# How can I improve cards animation? (C#)



## MrSeanKon (Jan 26, 2009)

Hello buds,

Go and *download here* the source code.
It is not something complex; only two small forms.
But I am wondering how can I improve it.
You know playing cards are not rectangle and using timers it's a problem.
Anyway what's your ideas?


----------



## Kreij (Jan 28, 2009)

Port the whole thing into XNA and use the built in libraries to save you lots of headaches. 
You can easily port it to Xbox too, if you want.

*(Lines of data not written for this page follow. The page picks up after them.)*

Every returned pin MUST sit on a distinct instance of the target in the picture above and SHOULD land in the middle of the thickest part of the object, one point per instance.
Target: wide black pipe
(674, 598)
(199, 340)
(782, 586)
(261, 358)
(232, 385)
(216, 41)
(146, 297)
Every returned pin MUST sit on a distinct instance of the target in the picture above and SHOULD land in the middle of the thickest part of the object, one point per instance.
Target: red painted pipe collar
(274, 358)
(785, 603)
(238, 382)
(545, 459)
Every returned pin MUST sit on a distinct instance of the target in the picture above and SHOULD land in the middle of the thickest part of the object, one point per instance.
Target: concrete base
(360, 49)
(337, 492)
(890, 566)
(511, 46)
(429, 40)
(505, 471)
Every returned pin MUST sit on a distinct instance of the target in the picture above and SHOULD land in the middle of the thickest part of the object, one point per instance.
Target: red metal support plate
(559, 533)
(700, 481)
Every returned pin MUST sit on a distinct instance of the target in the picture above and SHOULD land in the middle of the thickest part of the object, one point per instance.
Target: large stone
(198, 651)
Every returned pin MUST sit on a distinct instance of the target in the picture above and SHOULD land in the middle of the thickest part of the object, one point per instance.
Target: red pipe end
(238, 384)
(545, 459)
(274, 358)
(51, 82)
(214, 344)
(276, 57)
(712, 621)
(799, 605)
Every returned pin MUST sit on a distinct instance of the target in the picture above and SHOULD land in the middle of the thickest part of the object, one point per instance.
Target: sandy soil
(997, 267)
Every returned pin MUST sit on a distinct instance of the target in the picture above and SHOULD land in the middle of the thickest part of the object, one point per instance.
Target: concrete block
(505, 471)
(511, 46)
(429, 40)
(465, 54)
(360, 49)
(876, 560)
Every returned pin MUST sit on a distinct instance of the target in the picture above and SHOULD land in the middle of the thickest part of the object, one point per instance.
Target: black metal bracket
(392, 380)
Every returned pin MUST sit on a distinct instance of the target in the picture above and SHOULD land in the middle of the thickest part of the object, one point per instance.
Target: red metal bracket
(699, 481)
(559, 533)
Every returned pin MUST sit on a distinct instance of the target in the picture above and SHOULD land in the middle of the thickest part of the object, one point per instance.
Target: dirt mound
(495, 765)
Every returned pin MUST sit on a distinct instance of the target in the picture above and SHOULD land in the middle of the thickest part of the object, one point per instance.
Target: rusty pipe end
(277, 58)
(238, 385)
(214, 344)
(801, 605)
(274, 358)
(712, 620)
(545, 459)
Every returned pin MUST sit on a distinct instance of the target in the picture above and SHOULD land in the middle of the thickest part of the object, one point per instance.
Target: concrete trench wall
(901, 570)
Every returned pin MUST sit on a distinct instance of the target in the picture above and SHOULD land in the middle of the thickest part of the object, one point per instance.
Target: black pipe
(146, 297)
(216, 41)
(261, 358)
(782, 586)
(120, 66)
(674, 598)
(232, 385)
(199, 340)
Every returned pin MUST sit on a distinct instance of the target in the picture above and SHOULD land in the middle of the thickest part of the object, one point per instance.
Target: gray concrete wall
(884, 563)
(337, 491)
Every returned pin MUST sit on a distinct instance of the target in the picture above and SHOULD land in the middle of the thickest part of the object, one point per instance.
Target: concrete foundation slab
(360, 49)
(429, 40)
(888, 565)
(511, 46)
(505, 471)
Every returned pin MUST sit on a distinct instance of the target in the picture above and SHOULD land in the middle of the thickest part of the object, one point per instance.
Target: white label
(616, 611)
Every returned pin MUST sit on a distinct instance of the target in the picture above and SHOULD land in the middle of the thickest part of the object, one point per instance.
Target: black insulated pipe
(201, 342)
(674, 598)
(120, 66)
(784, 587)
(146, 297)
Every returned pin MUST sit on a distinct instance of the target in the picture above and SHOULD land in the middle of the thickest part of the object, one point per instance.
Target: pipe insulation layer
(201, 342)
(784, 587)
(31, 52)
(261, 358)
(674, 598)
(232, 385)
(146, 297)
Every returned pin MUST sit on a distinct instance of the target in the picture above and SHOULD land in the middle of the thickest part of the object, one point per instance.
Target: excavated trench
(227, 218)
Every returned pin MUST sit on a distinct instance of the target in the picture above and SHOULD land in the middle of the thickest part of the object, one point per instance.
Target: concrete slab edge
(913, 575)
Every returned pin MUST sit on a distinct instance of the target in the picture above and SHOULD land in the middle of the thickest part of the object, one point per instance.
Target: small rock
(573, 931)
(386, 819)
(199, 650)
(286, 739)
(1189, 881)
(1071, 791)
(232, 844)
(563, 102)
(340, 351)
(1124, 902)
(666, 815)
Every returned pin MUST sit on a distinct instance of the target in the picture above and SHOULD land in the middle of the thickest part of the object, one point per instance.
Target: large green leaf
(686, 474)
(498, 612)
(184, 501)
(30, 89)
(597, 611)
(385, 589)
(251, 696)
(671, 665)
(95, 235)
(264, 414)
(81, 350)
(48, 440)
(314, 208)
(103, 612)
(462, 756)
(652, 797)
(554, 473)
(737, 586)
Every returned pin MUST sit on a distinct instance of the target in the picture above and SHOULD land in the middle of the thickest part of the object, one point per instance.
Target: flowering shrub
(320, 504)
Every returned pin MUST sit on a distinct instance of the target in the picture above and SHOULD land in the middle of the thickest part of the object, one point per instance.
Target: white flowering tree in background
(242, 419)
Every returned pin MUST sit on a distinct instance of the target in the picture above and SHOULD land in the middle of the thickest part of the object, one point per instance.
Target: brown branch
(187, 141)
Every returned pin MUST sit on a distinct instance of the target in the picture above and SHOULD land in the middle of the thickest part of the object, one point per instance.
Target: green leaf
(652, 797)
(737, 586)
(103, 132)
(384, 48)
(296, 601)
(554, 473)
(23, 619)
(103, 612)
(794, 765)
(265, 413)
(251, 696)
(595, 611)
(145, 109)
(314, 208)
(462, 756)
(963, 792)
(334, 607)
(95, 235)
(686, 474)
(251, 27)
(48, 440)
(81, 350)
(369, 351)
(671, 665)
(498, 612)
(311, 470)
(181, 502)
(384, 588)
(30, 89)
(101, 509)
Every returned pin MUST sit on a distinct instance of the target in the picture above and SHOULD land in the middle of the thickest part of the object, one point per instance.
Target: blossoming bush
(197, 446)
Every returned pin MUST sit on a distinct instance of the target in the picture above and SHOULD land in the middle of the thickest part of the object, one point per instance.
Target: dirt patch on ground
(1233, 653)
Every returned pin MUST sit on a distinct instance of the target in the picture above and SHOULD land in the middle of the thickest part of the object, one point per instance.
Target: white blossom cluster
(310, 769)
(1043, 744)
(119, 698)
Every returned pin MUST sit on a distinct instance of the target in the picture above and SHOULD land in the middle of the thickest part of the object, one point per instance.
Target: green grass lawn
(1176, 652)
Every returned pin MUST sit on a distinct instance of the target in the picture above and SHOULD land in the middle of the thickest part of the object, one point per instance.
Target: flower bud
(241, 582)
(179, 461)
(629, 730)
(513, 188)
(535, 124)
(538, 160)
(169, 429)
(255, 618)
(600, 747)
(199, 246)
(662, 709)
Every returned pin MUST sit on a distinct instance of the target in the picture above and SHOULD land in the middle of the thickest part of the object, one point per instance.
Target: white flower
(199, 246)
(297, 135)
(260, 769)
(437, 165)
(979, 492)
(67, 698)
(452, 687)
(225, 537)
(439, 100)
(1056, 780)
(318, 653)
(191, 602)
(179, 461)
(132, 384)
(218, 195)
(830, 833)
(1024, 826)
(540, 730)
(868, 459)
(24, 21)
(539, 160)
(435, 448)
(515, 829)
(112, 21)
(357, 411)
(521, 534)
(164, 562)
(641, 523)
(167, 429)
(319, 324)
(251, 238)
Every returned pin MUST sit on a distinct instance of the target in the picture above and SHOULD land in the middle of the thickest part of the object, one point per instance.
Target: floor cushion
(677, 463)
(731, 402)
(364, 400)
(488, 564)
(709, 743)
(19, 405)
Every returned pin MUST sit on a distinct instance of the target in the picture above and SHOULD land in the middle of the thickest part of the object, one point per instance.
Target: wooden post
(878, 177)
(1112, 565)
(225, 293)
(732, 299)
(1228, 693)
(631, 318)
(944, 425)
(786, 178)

Good Tutorials to get you going


----------



## MrSeanKon (Jan 30, 2009)

Kreij can you be more specific? 
Sorry for my ignorance but I am not a programmer like you!
I studied Telecommunications + I just program only for fun!
But let me be specific by asking you:
1) Do you mean *this for XNA???*
2) Can I still use XNA  with C#???
Mate I am very confused with Microsoft I am reading at Google about OpenGL, DirectX and other strange things I am not familiar with them...
3) Xbox or XNA is easier???
4) If you can rewrite the code which I sent you pm me!

A very newbie programmer!


----------



## Kreij (Jan 30, 2009)

Hi MSK ...

1) Yes.
2) You can ONLY use XNA with C#
3) XNA is a framework. It adds API functionality to C#. It is basically takes the C++ stuff and "wraps" it to make it easier. I think it is pretty nice.
4) See PM


----------



## MrSeanKon (Feb 3, 2009)

Yeap I installed XNA + I think it is pure C# "mystery" statements.
Dude sorry for being newbie  but you should realize me I feel people like you hardcore programmers! 
That's why I stay away from Visual C++ and of course from MFC! 
Well *this site* which is mentioned in your sign is useful!


----------



## Kreij (Feb 4, 2009)

LOL on "Mystery" comment ... I hope the small project I sent you helped show that XNA is not really that hard to start to learn. Given the type of project that you are working on, I think it is a very good fit.

These Tutorials are great also


----------